Assigning Heuristics to ID Numbers
To identify different records of the same call, QualityLogic employs a diverse range of heuristics to assign an arbitrary ID number to each detected instance of that call. This is mainly a matter of totaling up a check list of call attributes to see if they match up and rejecting matches that have absolute misses form the list. Any number of analog PSTN and/or Fax over IP (FOIP) call results that are parsed as representative of different captures of the same single fax call can be given the same ID number. An example of this display is shown below:
To start, a cache holds the parsed characteristics of all call results that have been added to the results database since the start of the current DataProbe execution. This includes all the calls found in imported data files. Each parsed result is compared to the cache to find the highest score of a set of call feature metrics. When these metrics indicate sufficient similarity, the appropriate ID number is assigned to the call result.
The process makes the initial assumption that a match has been found in the current comparison between two call records. Their call metrics are then subjected to the following criteria to see if they disprove this assumption. To start, incompatible telephone call start times will prevent a match. This is verified for live results captured directly by DataProbe by checking that start times match within 30 seconds. The answerer delay from ring to answer is subtracted for this process. For imported results, the start times are tested using a modulo of 3600 seconds, in order to match results captured in other time zones, or DST. Since imported .wav files show no start time they skip this test.

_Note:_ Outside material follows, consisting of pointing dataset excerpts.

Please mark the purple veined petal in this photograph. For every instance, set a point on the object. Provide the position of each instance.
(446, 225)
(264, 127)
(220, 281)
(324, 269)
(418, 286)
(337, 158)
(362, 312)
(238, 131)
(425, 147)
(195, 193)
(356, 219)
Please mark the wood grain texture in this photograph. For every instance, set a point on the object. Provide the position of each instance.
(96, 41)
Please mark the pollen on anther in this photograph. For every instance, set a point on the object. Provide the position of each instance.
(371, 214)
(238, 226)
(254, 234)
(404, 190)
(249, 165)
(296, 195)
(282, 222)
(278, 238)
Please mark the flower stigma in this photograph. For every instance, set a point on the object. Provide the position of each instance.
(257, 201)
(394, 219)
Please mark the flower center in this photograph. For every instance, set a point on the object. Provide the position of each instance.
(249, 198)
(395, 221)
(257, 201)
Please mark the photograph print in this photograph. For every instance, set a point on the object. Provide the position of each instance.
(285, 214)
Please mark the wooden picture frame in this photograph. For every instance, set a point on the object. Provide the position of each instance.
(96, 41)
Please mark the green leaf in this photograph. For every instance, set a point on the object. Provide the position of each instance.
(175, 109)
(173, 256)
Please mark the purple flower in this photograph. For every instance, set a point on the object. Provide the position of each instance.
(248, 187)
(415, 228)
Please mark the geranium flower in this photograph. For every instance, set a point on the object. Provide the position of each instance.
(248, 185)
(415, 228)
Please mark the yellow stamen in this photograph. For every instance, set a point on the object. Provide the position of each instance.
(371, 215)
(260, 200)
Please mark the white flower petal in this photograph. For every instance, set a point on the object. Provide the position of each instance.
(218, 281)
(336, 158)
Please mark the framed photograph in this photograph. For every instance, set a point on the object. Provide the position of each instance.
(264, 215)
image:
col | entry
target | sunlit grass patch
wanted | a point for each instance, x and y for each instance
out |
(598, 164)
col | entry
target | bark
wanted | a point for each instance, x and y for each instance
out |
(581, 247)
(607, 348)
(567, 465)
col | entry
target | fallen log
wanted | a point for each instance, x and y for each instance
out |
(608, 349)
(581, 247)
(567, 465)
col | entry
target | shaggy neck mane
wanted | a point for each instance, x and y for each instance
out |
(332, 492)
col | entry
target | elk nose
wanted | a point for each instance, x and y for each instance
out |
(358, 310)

Inspecting The Content of the Fax Call
Don’t go away, we’re not finished yet. DataProbe then inspects the call’s content. Present but incompatible CSI/TSI/CIG field contents will prevent a call match. To avoid confusion, non-ASCII contents that are parsed from bad FCS frames will cause the CSI/TSI/CIG to display a ‘?’ character and DataProbe will skip this test. Additional metrics are then weighted and summed to find a similar call. This is done using coded bit fields created by parsing as set of call characteristics are AND’ed and also XOR’ed between the two call results. These bits represent:
- Modulation of the first page of the call
- Modulations used by all pages of the call
- Resolutions used by all pages of the call
- Encodings used by all pages of the call
They are counted up to produce a (+) or (-) effect on the call matching score. A call must achieve a minimum score to be indicated as a match. The result is that an imported call record will only be compared to another recording of that same call and if no match is found it is labeled with a unique ID number.